I say ‘surprisingly’ because the subject matter seems a highly unlikely one in which to find any kind of beauty. These are images of the mountain of scrap metal on Galway docks. Through the alchemy of her art, Leander transforms these rusting, twisted piles of base metals, into aesthetic gold.

There is a dramatic interplay of colour in, for example, the way a vivid splash of orangey-red rust sets off the bright silvery gleam of a sheet of metal. It’s also worth noting that Leander has used hardly any artificial manipulation of colour to achieve these photographs’ effects. The textures and shapes are just as compelling as the colours, and the images often seem to take on the quality of abstract paintings.

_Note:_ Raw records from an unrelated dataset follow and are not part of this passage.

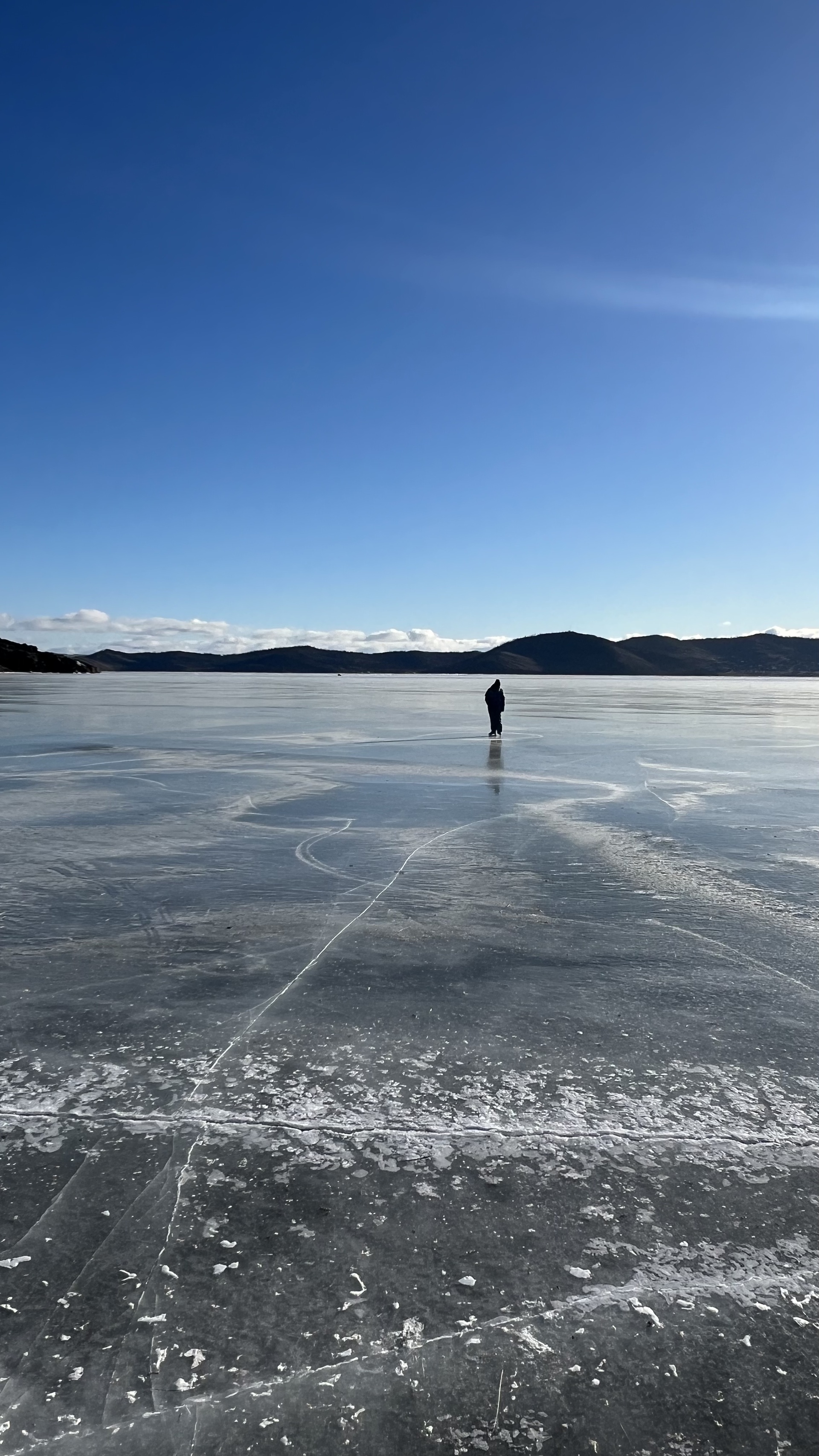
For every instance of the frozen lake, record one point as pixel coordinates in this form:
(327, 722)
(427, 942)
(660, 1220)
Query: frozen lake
(367, 1087)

Interestingly, over the two years or so during which Harriet was taking the photographs which have gone into this show, she was fascinated to discover similar patterns and shapes emerging from her prints as had previously defined her paintings.

There are a number of paintings in the exhibition and even though several predate the photographs, we can clearly detect a stylistic and thematic continuum running through all the work.

As Harriet herself remarks: “I started as a painter and have used oil as a medium for many years; abstract painting is what you don’t see but feel, and seeing abstract patterns in the rusty metal made me revise my ideas again, a healthy thing to do.

“I am not a photographer, but I used the camera as a tool. It led to a new vision and I enjoyed discovering the slow decay that gave my abstract painting a new meaning. Recycling and giving a new life to things seemed to be a solution at the same time as it made me think in a new creative way.”

The recycling element is present in a number of playful sculptures Leander has created from things like old Guinness cans and which serve to affirm her belief that art should have a fun side along with its aspirations to being ‘deep and meaningful’.

She also makes a point of acknowledging the considerable support she received from local businesses and private individuals whose contributions enabled her to meet the exhibition’s costs of over €2,000. In these straitened economic times such support is all the more welcome.

“Waste beauty is in the eye of the beholder,” Leander declares, and thanks to her artistic sensibility and skill, she enables viewers of the exhibition to share her perspective and behold that beauty for themselves.

The exhibition continues at the Galway City Museum until May 10.